転換期を迎えたゲイムギョウ界の上空に浮上した空中要塞に龍姫達が残り込んでセフィロスが仕組んだ仕掛けを解いていた頃、
「良し‼ もう大丈夫だ、急いで龍姫達を追おうか‼」
「急がないと」
「剣士が剣持たずにどこへ行くのかな~」
「しまった、そう言えば、秘奥義で折れたんだった」
「そうだと、思ったわ、これ支給するわ‼」
沙織と雨龍はもう動いても問題ないくらいに回復したようで、急いで龍姫達の助太刀に向かおうとブランと神子龍を連れて行こうとした所に、剣心が何か棒状の物を布で包んだものを携えてやってきたのであった。
実はジェイル達に合体秘奥義を叩き込んだ際に雨龍の得物の剣の刀身が衝撃に耐えきらずに中ほどから折れてしまったことに今気が付いたのであった。
ラタトスクの戦艦「フラクシナス」の武器庫に行くよう暇がなかったのは目に見えていたのは明白で、それを読んでいたのか、剣心は布で包んでいる棒状の物を雨龍に手渡したのであった。
剣心から支給された物に巻かれている布を取ると、そこにあったのは、
「綺麗な剣だな」
「まるで海のような色ですわ」
「アルテマウェポンの素材が余ってたから、念のために日本刀と同じ製法で打たせた剣よ。銘は、フラタニティ、意味は友情、友愛」
「ありがとうございます、では、行くぞ‼」
「元気がいいわね、そう思うでしょ、シャマル先生」
「いつから気が付いていいたんですか、わたしがいることに」
「いつって、ここに入ってから、すぐよ」
透き通ったコバルトブルーの刀身が付いた本来なら爪のような物が付いているのだが、敢て、片刃にした日本刀の柄が取りつけられた片手剣の友情または友愛と言う意味がある「フラタニティ」という剣が姿を現したのであった。
しばらく透き通った刀身を眺めたのち、粒子化して龍姫達が乗り込んでいる転換期を迎えたゲイムギョウ界の上空に浮上した空中要塞に急いで向かったのであった。
剣心は敢てシャマルが傍観していたことに気が付いていたのだが、気づいていない振りをしてシャマルをからかって遊んでいたのであった。

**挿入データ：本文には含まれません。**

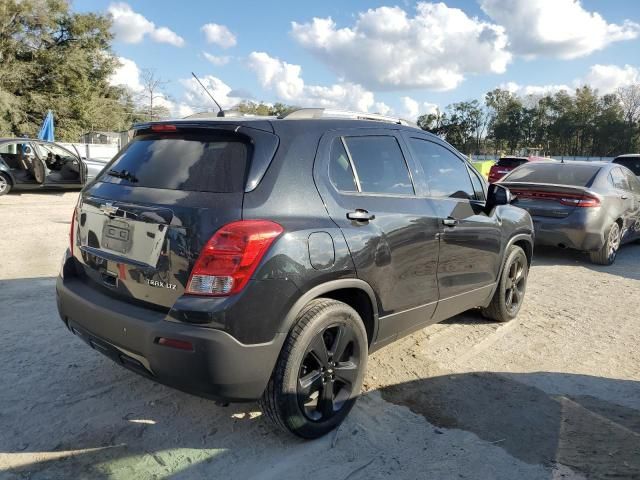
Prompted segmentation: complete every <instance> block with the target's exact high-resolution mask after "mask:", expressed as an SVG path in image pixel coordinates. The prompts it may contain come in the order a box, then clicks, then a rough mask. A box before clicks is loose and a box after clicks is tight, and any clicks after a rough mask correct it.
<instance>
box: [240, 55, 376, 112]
mask: <svg viewBox="0 0 640 480" xmlns="http://www.w3.org/2000/svg"><path fill="white" fill-rule="evenodd" d="M249 68H251V70H253V71H254V72H255V73H256V75H257V77H258V81H259V82H260V84H261V85H262V87H264V88H267V89H269V90H273V91H275V93H276V96H277V97H278V99H279V100H282V101H284V102H286V103H290V104H294V105H298V106H301V107H304V106H313V107H326V108H340V109H347V110H348V109H352V110H359V111H365V112H366V111H369V110H370V109H371V108H372V107H374V105H375V106H376V107H377V108H385V107H386V105H384V104H375V101H374V95H373V93H372V92H370V91H368V90H366V89H364V88H363V87H362V86H360V85H357V84H354V83H350V82H341V83H336V84H333V85H330V86H320V85H307V84H305V82H304V80H303V79H302V77H301V73H302V68H301V67H300V65H294V64H291V63H287V62H283V61H281V60H280V59H278V58H274V57H271V56H269V55H268V54H267V53H265V52H252V53H251V54H250V55H249ZM386 108H388V107H386Z"/></svg>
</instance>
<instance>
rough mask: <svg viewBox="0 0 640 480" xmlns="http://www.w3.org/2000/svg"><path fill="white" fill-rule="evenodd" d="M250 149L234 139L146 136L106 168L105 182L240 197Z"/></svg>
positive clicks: (184, 136) (123, 153) (168, 135)
mask: <svg viewBox="0 0 640 480" xmlns="http://www.w3.org/2000/svg"><path fill="white" fill-rule="evenodd" d="M249 148H250V147H249V146H248V145H247V144H246V143H244V142H243V141H242V140H240V139H238V138H237V137H230V136H228V135H217V134H214V135H212V134H207V135H203V134H194V133H182V132H181V133H164V134H151V135H141V136H139V137H135V138H134V140H133V141H132V142H131V143H129V145H127V147H126V148H125V149H124V150H122V152H120V154H119V155H118V156H117V157H116V158H115V159H114V161H113V162H112V163H111V164H110V165H109V166H108V167H107V168H105V171H104V173H102V174H101V176H100V181H102V182H109V183H118V184H123V185H127V186H132V187H150V188H162V189H168V190H186V191H194V192H219V193H230V192H240V191H242V190H243V189H244V182H245V174H246V170H247V163H248V157H249ZM110 173H111V174H110Z"/></svg>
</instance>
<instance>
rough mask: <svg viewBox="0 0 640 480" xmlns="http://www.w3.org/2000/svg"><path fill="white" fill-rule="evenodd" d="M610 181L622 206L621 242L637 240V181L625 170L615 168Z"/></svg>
mask: <svg viewBox="0 0 640 480" xmlns="http://www.w3.org/2000/svg"><path fill="white" fill-rule="evenodd" d="M611 180H612V182H613V186H614V187H615V189H616V191H617V194H618V197H619V199H620V202H621V205H622V212H621V215H622V218H623V224H624V225H623V229H622V241H628V240H631V239H634V238H637V236H638V231H639V229H638V224H639V223H640V191H639V190H638V179H637V178H636V176H635V175H634V174H633V173H632V172H631V171H630V170H628V169H627V168H620V167H616V168H613V169H612V170H611Z"/></svg>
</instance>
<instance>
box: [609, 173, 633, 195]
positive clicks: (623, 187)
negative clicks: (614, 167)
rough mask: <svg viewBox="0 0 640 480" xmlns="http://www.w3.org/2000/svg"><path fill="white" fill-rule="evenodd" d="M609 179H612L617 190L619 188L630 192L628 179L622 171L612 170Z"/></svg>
mask: <svg viewBox="0 0 640 480" xmlns="http://www.w3.org/2000/svg"><path fill="white" fill-rule="evenodd" d="M609 178H610V179H611V183H612V185H613V186H614V187H615V188H619V189H620V190H629V184H628V183H627V179H626V177H625V176H624V172H623V171H622V170H621V169H619V168H614V169H612V170H611V173H610V174H609Z"/></svg>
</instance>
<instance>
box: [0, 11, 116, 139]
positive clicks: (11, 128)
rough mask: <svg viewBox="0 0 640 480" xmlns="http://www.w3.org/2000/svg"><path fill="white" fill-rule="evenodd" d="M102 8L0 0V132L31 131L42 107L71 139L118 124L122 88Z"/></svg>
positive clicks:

雨龍も都立来禅高校に転入したから学食の食べ物が良かったらしく少し背が伸びて、胸も一回り成長したので、私服は龍姫達と同じく男女兼用の物を好んで着ているのであった。
閑話休題
「さてと、あいつらにいいところを取られている場合じゃいねえかな、行くぜ‼」
「そうだな、最後は一緒に見届けてないとな」
「お姉ちゃん達、一緒に行く‼」
「それじゃあ、転送開始‼」
転換期を迎えたゲイムギョウ界の上空に浮上した空中要塞に乗り込むためにフラクシナスの転送装置で急いで向かったのであった。